Heimlich maneuver on someone else:
- Stand behind the person. Wrap your arms around the waist.
- Make a fist with one hand and place your fist with thumb side in, just above the navel but below the person’s rib cage in the front.
- Grasp the fist with the other hand. Keeping your arms off the person’s rib cage, give four quick inward and upward thrusts.
- Repeat this several times (four to five times) until the object is coughed out or the person becomes unconscious.
- If choking continues, seek medical help.
Clearing the airway of an unconscious person:
- Lay the person onto the floor. Straddle the person with your knees.
- Clear the airway. Pull the tongue and jaw forward and with your index finger, dislodge any visible matter.
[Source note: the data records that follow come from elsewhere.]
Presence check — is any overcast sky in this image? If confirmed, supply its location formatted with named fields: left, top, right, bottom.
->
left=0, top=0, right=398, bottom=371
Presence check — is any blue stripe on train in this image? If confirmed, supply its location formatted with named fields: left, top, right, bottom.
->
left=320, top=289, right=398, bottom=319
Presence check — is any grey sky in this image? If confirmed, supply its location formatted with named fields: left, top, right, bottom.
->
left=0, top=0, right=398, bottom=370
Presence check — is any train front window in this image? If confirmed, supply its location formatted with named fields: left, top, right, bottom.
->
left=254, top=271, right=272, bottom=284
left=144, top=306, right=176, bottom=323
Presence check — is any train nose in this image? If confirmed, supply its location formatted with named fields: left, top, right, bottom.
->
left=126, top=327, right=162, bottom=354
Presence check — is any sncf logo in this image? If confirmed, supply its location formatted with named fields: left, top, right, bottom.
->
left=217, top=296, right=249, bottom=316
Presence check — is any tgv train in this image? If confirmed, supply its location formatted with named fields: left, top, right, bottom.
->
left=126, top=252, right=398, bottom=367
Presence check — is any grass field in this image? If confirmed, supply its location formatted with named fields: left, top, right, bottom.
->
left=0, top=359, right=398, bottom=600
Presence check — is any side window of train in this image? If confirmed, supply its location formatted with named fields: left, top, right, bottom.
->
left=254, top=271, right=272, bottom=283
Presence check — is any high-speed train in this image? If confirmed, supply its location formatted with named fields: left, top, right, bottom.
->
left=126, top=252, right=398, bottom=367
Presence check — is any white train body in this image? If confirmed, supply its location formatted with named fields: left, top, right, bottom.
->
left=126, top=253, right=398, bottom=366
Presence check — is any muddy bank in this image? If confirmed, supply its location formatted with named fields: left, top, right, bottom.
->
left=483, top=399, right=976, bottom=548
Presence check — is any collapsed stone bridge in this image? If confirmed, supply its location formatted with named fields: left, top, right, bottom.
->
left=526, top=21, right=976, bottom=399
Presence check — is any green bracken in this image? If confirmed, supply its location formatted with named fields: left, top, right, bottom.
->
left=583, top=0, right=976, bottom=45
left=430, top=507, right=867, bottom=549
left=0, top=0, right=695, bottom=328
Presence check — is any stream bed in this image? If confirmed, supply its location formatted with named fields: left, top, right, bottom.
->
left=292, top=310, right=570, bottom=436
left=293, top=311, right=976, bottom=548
Be cautious as not to push the blockage deeper into the airway.
- Place the heel of your hand just above the waistline. Place the other hand on top of this hand. Keeping your elbows straight, give four quick upward thrusts.
- Begin CPR if the object remains lodged and the person doesn’t respond after the above measures. Continue checking the mouth periodically.
Heimlich maneuver on yourself:
- Place a fist slightly above your navel.
- Grasp your fist with the other hand and bend over a hard surface (such as chair).
- Shove your fist inward and upward.
Heimlich maneuver on a pregnant woman or obese person:
- Keep the position of your hands a bit higher than that with a normal Heimlich maneuver, at the base of the breastbone, just above the joining of the lowest ribs.
- Proceed as with the Heimlich maneuver (giving chest thrusts instead of abdominal thrusts).
Clearing the airway of an infant:
- Assume a seated position and hold the infant facedown on your forearm, which is resting on your thigh.
- Thump the infant gently but firmly four times on the middle of the back using the heel of your hand.
- Immediately, turn the baby over and give four forceful thrusts to the chest to a depth of 1 inch with two fingers one finger width below an imaginary line connecting the nipples.
- Repeat both back blows and chest thrusts until foreign body is expelled or the infant becomes unconscious.
- Start infant CPR if the blockage is removed but the infant is not breathing.
Do’s and Don’ts to Prevent Choking
- While eating, chew food slowly and thoroughly, especially if wearing dentures.
- Avoid laughing and talking during chewing and swallowing.
- Avoid excessive intake of alcohol before and during meals.
- Give easily chewable, soft food in small quantity to children.
- Do not leave tiny objects or toys within the reach of children.
- Supervise mealtime for infants and young children.
1.Eren S, Balci AE, Dikici B, Doblan M, Eren MS. Foreign body aspiration in children: Experience of 1160 cases. Ann Trop Pediatr. 2003; 23: 31–37.
2.Soroudi A, Shipp HE, Stepanski BM, Ray LU, Murrin PA, Chan TC et al. Adult foreign body airway obstruction in the prehospital setting. Prehosp Emerg Care. 2007; 11(1): 25–29.